The excavation of Mayan centers of worship and society have revealed that the ballcourt played an essential role in their community and is included in the ceremonial structures that life existed in. At Lamanai, pictured above, there are remains of a distinct playing ground, and in many places the representation of ball games and courts have been discovered.
The rules of Ōllamaliztli are not known, but judging from its descendant, ulama, they were probably similar to racquetball, where the aim is to keep the ball in play. The stone ballcourt goals are a late addition to the game.
In the most widespread version of the game, the players struck the ball with their hips, although some versions allowed the use of forearms, rackets, bats, or handstones. The ball was made of solid rubber and weighed as much as 4 kg (9 lbs), and sizes differed greatly over time or according to the version played.
The game had important ritual aspects, and major formal ballgames were held as ritual events, often featuring human sacrifice. The sport was also played casually for recreation by children and perhaps even women.
Ballcourts were public spaces used for a variety of elite cultural events and ritual activities like musical performances and festivals, and of course, the ballgame. Pictorial depictions often show musicians playing at ballgames, while votive deposits buried at the Main Ballcourt at Tenochtitlan contained miniature whistles, ocarinas, and drums. A pre-Columbian ceramic from western Mexico shows what appears to be a wrestling match taking place on a ballcourt.
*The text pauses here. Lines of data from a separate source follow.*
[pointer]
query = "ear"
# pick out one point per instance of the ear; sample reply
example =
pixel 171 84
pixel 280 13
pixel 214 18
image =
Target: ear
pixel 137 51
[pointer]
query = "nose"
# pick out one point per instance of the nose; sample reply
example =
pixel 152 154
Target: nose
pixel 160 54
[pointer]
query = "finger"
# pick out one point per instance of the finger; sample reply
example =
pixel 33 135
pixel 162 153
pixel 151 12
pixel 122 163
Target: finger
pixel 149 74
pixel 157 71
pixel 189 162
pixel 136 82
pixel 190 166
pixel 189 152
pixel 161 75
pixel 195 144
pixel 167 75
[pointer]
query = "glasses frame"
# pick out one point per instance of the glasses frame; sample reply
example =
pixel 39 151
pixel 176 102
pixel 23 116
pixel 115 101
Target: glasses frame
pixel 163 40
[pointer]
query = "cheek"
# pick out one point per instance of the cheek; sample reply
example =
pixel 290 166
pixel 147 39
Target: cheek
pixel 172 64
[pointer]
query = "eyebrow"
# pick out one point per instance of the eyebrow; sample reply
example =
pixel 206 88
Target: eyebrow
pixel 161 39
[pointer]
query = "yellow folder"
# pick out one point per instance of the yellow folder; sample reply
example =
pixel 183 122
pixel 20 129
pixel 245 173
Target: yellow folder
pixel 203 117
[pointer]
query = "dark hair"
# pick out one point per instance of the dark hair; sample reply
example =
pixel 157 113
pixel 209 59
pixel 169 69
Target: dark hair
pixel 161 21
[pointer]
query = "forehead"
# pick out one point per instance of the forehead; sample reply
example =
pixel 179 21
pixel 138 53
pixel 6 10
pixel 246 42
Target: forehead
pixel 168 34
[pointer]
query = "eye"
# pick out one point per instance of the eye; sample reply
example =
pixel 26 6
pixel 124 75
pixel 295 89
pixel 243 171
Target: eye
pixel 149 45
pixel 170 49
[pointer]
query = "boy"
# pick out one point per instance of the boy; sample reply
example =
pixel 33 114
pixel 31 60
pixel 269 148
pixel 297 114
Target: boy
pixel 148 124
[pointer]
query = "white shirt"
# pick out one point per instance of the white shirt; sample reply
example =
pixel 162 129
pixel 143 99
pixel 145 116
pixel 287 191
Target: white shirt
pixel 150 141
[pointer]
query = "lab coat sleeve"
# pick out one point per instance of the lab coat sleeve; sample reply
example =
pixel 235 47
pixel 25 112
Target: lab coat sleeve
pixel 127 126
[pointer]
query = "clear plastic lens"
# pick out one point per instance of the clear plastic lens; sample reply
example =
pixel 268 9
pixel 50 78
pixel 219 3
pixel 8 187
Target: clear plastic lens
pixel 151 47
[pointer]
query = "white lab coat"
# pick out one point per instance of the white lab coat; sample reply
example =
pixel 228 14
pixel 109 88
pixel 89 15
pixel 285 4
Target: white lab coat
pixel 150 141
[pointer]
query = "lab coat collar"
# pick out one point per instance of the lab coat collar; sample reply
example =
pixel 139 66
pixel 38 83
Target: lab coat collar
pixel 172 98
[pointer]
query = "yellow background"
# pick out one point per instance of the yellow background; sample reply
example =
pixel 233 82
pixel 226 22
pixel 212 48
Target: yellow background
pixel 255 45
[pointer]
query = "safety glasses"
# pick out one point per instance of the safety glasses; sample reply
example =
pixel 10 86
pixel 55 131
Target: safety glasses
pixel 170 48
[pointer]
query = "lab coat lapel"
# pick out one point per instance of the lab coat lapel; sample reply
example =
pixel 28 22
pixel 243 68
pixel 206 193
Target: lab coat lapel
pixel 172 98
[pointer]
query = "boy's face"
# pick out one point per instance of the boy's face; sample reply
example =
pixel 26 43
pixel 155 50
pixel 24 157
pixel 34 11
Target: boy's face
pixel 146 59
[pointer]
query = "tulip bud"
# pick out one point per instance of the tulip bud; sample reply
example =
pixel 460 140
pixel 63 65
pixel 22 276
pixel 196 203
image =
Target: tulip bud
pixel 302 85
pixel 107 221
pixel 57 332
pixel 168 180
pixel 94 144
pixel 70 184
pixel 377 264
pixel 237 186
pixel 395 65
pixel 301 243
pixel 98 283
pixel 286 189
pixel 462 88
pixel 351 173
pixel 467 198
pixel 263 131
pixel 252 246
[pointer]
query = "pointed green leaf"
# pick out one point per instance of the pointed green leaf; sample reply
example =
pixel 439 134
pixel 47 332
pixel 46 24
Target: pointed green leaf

Like much of ritual, the representations of the play has left us with artwork that tells a story about the time of Mayan civilization. We can only guess at the form and meaning of the game, but it was a vital part of the ceremonial life that went on in the now ruins we are excavating throughout Mesoamerica.
Across Mesoamerica, ballcourts were built and used for many generations. Although ballcourts are found within most sizable Mesoamerican ruins, they are not equally distributed across time or geography. For example, theLate Classic site of El Tajin, the largest city of the ballgame-obsessed Classic Veracruz culture, has at least 18 ballcourts while Cantona, a nearby contemporaneous site, sets the record with 24. In contrast, northern Chiapas and the northern Maya Lowlands have relatively few, and ballcourts are conspicuously absent at some major sites, including Teotihuacan, Bonampak, and Tortuguero, although Ōllamaliztli iconography has been found there.
There seems to be a tradition of human sacrifice associated with the games again that we can only guess; but as with much representation, it shows a meaning to the ceremonies which gives scholars puzzles to solve but no answers. Ritual figures with human heads featured are among the many art works recovered from the region, and have been featured before in my previous posts.